THE 13 people on death row in Papua New Guinea are expected to be executed this year after PNG Cabinet endorsed the proposed guidelines for the implementation of death penalty, it has been revealed.
Secretary for the Department of Justice and Attorney-General Dr Lawrence Kalinoe told The National yesterday Cabinet had approved the establishment of an inter-agency committee to see its implementation.
Kalinoe said the 13 people on death row had less than a year to live because the Government was adamant on implementing death penalty this year. “The committee will facilitate the implementation of death penalty by this year,” Kalinoe said.
He said the 13 people had exhausted all appeal and constitutional review processes, plus the plea for clemency. He said the death penalty would now be administered. The committee comprises the Departments of Justice and Attorney-General, Correctional Service, Police, Health, Community Development, National Planning and Monitoring, and the National Judiciary Staff Service.
Cabinet approved the guidelines for the three modes of punishment – death by hanging, administration of anaesthetics followed by injection, and death by firing squad.
The Government had earlier announced that facilities for the implementation of the death penalty were likely to be built at Bomana in the National Capital District.
Kalinoe said critics of the death penalty had been claiming that the punishment was barbaric and not Christian in nature.
But he said the Government was convinced that when the death penalty was implemented fully, “it would send out a strong deterrence warning to citizens of this country not to commit crimes that would likely attract the mandatory death sentences”. “The issue of death penalty has been evading us for some time now.
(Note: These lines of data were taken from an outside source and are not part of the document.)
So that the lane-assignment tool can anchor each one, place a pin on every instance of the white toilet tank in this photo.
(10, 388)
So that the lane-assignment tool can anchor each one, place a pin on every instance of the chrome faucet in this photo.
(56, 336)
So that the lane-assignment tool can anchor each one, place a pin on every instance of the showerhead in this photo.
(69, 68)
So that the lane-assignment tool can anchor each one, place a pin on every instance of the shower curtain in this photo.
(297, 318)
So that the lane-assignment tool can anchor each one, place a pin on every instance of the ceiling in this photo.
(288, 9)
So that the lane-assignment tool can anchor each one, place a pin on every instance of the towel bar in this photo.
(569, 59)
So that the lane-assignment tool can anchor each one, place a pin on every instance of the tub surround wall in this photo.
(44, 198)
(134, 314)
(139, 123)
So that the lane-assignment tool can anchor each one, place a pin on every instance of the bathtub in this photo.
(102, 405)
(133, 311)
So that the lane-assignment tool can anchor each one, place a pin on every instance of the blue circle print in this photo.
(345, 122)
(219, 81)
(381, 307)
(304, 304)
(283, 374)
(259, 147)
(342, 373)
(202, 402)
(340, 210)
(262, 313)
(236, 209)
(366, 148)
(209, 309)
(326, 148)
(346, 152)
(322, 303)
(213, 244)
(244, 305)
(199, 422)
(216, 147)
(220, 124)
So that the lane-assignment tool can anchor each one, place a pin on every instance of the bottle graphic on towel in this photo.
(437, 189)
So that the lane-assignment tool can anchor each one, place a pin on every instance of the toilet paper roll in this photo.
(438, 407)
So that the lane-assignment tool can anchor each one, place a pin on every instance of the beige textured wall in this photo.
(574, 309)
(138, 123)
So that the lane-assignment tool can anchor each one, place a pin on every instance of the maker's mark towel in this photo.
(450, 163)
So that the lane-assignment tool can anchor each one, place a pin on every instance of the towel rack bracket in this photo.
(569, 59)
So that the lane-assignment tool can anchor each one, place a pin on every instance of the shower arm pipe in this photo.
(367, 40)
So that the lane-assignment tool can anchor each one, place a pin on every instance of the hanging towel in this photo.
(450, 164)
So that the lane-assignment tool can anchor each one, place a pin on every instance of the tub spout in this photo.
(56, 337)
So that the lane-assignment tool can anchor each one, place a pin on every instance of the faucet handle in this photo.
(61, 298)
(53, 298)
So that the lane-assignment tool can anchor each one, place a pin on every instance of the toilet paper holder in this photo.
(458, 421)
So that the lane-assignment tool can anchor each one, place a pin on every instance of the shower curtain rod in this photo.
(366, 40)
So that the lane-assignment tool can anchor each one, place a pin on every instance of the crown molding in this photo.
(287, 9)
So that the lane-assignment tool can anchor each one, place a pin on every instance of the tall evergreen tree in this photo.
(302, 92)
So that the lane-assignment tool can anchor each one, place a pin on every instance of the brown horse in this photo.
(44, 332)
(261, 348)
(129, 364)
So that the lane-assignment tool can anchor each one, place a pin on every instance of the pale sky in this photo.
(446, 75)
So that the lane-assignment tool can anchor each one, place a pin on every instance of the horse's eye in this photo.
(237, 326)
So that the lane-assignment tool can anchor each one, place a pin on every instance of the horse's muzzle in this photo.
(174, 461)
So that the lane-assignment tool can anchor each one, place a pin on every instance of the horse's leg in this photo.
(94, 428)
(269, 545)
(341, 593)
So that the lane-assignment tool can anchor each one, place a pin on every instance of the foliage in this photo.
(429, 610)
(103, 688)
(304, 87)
It is one of the important issues of government,” Kalinoe said.
He pointed out that the death penalty was being implemented in the most sophisticated countries such as the United States of America.
He said some people hid behind “human rights” to criticise the Government about the death penalty.
He said they should realise that the offender never considered his or victim’s “human rights” before killing him or her.
“An accused person’s human rights are considered from the point of arrest to his sentencing in court.
“That person can even appeal for clemency or pardon. So when you look at it, the accused was accorded his human rights compared to the person he killed,” Kalinoe said.
He said there is no issue of illegality as death is a penalty prescribed by the Criminal Code Act Chapter 262 and is therefore sanctioned by Section 35 (1) of the Constitution and allowed under section 289 of the Criminal Code Act.